Anya había revivido cuando él le leyó por primera vez el fragmento de los Profetas que decía: «Pero el Señor dijo a Samuel: "No hagas caso de su apariencia ni de su estatura"», y sus palabras sagradas resonaron en torno a la mesa de su estudio improvisado, contiguo a la despensa de la señora Meisel, y le había pedido que ella leyera el resto. Y mientras Anya, con esfuerzo, iba juntando las sílabas para formar palabras, sintió que su piel absorbía el mayor poder mágico que se hubiera inventado jamás. Lo sentía fluir por su cuerpo, correr libre por sus venas, y todavía recordaba las palabras de aquellos versículos: «Pues las cosas no son como las ve el hombre; una persona ve sólo lo que es visible, pero el Señor ve el corazón.»

Y cuando Yankev vio que sus ojos brillaban de emoción, le contó una de sus historias de la Midrash sobre una princesa que se había casado con un hombre bondadoso pero simple de una aldea remota. Y aunque el hombre siempre le daba el mejor cuenco de gachas de la aldea, la princesa estaba siempre triste. «¿Y qué esperaba él? ¡Ella era princesa!» Había probado exquisiteces llegadas de todo el mundo, nunca estaría satisfecha con las «mejores» gachas que aquella diminuta aldea pudiera ofrecerle. Del mismo modo, le había explicado Yankev, al alma eterna del hombre jamás le satisfarían las riquezas materiales, porque lo mejor que este mundo tiene que ofrecer no puede compararse con la belleza sublime y eterna del Mundo Venidero. Y así, todas las almas engañadas que buscan satisfacer sus apetitos terrenales con riquezas y comodidades son como ese hombre necio que jamás comprenderá por qué el mejor cuenco de gachas no complace a su princesa.

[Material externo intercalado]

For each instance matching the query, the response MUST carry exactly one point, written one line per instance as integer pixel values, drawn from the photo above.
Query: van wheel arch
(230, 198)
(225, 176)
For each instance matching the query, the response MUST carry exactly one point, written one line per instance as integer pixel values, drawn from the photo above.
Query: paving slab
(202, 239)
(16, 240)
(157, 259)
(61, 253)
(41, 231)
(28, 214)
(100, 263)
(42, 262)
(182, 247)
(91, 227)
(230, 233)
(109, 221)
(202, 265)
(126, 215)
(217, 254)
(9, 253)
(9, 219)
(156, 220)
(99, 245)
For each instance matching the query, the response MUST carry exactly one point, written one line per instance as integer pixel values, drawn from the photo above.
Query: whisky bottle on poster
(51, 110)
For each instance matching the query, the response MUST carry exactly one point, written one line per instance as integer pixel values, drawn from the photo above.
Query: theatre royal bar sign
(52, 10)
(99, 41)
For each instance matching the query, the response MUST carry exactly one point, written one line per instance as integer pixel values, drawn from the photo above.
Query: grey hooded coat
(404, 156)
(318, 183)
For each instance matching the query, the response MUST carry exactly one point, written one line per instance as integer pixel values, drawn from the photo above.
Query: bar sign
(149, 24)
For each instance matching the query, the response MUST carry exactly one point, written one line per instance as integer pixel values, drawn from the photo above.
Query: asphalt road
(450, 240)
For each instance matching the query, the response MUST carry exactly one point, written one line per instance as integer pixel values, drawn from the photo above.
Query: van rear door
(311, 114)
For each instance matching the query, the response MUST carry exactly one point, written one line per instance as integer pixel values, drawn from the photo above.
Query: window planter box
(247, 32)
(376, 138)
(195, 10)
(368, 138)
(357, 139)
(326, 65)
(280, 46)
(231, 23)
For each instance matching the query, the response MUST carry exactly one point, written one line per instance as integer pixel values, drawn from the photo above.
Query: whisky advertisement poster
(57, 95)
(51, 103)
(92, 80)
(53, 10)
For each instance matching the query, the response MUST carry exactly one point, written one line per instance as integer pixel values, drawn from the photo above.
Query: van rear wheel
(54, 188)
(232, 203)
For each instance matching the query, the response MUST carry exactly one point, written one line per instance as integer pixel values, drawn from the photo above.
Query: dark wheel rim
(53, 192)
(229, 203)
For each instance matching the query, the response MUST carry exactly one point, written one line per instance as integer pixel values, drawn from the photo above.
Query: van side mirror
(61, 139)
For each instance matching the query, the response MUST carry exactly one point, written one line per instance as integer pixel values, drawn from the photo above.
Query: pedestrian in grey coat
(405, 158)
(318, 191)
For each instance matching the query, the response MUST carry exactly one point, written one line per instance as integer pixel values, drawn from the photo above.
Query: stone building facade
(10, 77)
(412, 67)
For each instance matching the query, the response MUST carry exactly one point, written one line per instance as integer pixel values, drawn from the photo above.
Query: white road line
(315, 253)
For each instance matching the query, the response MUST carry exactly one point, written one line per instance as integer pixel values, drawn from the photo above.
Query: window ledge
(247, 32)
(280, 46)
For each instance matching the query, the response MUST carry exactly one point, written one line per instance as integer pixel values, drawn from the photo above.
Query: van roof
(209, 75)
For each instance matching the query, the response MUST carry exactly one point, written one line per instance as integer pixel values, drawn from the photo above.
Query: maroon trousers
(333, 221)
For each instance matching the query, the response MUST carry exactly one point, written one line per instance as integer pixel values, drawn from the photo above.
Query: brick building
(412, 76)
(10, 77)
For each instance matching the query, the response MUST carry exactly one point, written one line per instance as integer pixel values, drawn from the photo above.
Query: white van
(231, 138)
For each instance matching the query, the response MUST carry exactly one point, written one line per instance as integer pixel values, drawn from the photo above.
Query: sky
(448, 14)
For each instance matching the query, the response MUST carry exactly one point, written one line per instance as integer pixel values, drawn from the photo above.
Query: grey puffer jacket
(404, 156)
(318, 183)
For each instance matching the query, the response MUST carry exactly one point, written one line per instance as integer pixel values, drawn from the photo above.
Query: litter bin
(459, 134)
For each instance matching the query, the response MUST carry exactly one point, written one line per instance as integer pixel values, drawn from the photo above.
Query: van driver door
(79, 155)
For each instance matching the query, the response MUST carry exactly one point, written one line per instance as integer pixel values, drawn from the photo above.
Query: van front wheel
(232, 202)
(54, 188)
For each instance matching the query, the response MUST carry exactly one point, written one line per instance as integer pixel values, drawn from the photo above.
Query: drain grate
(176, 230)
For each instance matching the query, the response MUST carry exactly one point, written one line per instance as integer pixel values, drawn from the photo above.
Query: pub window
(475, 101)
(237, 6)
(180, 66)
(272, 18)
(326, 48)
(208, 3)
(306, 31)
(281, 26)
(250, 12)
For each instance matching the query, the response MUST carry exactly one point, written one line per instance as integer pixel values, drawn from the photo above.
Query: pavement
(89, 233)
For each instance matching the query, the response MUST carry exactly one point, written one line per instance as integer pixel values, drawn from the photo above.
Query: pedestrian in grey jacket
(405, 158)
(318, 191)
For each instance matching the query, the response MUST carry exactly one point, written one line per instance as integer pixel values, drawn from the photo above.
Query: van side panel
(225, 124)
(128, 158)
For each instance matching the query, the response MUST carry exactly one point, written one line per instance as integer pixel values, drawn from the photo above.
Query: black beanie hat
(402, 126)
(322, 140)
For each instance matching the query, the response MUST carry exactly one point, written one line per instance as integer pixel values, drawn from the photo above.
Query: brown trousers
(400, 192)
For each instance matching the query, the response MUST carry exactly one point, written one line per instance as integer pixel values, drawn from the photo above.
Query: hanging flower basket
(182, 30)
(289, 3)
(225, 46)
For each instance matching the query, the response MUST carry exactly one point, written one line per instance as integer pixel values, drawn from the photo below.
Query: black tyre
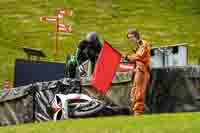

La cortina se abrió y el confesionario aguardaba, en penumbra, llamándola, como la entrada de un pasaje subterráneo que condujera a otro reino, una puerta abierta a otro mundo.

Ella necesitaba acercarse a ese mundo, y no podría hacerlo si seguía ahí sentada, sintiendo lástima de sí misma.

De modo que se puso en pie y abandonó la iglesia. Bajó corriendo la escalinata y dejó atrás al mendigo, camino de casa.

No podía hacer lo que necesitaba hacer sin antes informar a sus padres de adonde se dirigía.

Pero al llegar a la calle donde vivían, vio a Janoshik de pie, con el sacerdote adusto al que él había amenazado con denunciarla el día anterior. Janoshik la señaló con el dedo, y los dos hombres se pusieron en marcha en dirección a ella. Anya ahogó un grito, dobló a la derecha y corrió hacia el gueto sin mirar atrás ni una sola vez.

El humo se elevaba en la distancia, pero parecía que los incendios ya se hubieran extinguido.

Cuando llegó a la Puerta de Levante le faltaba el aire y, jadeante, anunció a los atónitos guardias que deseaba entrar.

—¿Cómo?

—¿Estás segura de lo que dices? —le preguntaron.

—Sí.

—Porque por aquí se entra, pero no se sale, guapa.

—Dejadme entrar.

Entreabrieron apenas la portezuela y Anya, colándose por la estrecha rendija, entró en el gueto.

Corrió por las calles como si la guiara una fuerza instintiva, hasta que encontró a Benyamin, el shammes. Tenía el rostro arañado, y sus ropas embarradas olían a humo.

—¿Qué ha sucedido? —le preguntó ella—. ¿Dónde está Yankev? ¿Lo has visto?

—Siento tener que decírtelo —le respondió él con voz sosegada—. Lo han detenido.